You make much of the possibility that registration will lead to confiscation. Let's be clear. To preserve this government and this Constitution, we need to confiscate guns from the lawless and the disloyal. Otherwise, private armies of unknown loyalty create the possibility of tyrannical usurpation. All a tyrant need do is issue a decree that all weapon owners are to join forces with the tyrant or surrender their weapons— and those found not cooperating will be summarily executed. An individual gun owner has no defenses in that circumstance except to take to the hills and join a revolutionary army. The revolutionary army then becomes the tyrant's target. A revolutionary struggle is a contest for power over who will confiscate the guns. Tyrants gain the power to confiscate guns because they have defeated a government that was too weak or corrupt or discredited to maintain its authority against private or revolutionary armies— whether Hitler's Storm Troopers or Mao's Red Army.

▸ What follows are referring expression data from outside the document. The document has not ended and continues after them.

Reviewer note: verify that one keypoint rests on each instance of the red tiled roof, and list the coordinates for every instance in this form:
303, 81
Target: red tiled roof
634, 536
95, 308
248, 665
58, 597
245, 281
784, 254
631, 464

The NRA has an important mission to defeat bad legislation, misplaced legal strategies, and legally undefined bureaucratic intrusions. The tactics and the strategies of Handgun Control and the public health lobby will produce bad law and bad court decision. The FBI, the Clinton Administration and the Washington Post likewise have no conceptual foundations for what they want to accomplish and need to be held accountable for their true objectives. The burden of clarification falls on the NRA. The antidote to bad law and bad legal doctrine is good law and good legal doctrine, but to achieve good law and good legal doctrine the NRA has to explain what it really wants. It can start by explaining the "consent of the governed," the "just powers" of government, and the obligations of gun owners as citizens not as individuals armed outside of any law or lawful government. In the eighteenth century when there was a threat to the community the local political leadership commanded the men of the community to be armed, to undergo training and be available to secure the community against the threat. The militia gave the "just powers" of government an institutional structure that involved citizen participation. That was a very different concept of civic life from the NRA's individual freedom to be armed outside of the law.
These matters need to be explained. If the NRA cannot explain what it wants, it is sneaking in its own backdoor scheme just as are Handgun Control, the Clinton Administration and the FBI. Backdoor schemes of any sort do not deserve support. I await an explanation.